The commission of
Cadet granted the undersigned March 11th, and remitted to Natchez, on account
of my absence was forwarded here. I accept it.
Am not able to go on
before Sept. for reasons I will explain to the superintendent on my arrival.
* Calhoun, John
Caldwell (1782-1850), an American statesman of the States-rights school, was
born of Scotch descent, in Abbeville district, S. C., March 18, 1872; was
graduated from Yale College in 1804; studied law in Litchfield, Conn., and in
an office in Charleston, S. C., and was admitted to the bar in 1807. He was a
member of the South Carolina general assembly 1808-1809 and of the national
House of Representatives from March 4, 1811, to March 3, 1817; was Secretary of
War from December 10, 1817, to March 3, 1825; was Vice President of the United
States from March 4, 1825, to December 28, 1832; U. S. Senator from December
12, 1832, to March 3, 1843, and from November 26, 1845, to March 31, 1850;
Secretary of State from April 1, 1844, to March 6, 1845. He died in Washington,
D. C., March 31, 1850. Calhoun was the author of the South Carolina doctrine of
nullification, which conceded to each State the right to nullify any United
States law which the State regarded as unconstitutional.
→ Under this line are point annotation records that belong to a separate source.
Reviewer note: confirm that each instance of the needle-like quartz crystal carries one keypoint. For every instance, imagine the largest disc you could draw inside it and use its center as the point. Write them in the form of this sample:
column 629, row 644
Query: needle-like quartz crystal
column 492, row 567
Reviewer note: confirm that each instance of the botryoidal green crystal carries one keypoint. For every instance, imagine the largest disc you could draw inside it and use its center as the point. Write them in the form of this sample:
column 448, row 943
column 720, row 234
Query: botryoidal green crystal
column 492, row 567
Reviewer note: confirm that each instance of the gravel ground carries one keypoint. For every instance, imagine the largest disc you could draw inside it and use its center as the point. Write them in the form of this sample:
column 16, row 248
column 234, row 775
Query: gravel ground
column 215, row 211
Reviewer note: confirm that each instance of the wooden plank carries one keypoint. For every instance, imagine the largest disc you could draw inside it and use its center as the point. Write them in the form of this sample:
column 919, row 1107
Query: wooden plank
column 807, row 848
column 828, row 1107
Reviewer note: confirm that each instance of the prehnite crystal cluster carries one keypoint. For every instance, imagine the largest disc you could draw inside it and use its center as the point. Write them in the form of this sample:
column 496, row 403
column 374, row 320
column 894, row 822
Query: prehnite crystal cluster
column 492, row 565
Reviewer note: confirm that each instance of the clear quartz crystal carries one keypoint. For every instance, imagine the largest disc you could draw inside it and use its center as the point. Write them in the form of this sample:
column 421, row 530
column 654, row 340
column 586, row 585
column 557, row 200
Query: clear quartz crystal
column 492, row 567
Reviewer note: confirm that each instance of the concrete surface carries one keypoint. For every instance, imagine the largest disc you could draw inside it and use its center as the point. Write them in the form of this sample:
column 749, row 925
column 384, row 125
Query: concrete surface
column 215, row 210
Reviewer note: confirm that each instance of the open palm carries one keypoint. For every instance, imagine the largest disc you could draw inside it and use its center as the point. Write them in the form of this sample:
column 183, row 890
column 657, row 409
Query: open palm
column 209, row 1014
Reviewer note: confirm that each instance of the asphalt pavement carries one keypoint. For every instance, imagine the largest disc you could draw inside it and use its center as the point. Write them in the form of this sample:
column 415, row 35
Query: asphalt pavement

He proposed to check
the anti-slavery movement by preventing Northern commerce from entering
Southern ports and preferred a dissolution of the Union to a submission to the
will of the North with regard to slavery. Consult John C. Calhoun, by Gaillard
Hunt, 1 Vol., 335 pp., Philadelphia, 1908, and W. M. Meigs, Life of John C.
Calhoun, 2 vols., 934 Pp., New York, 1917.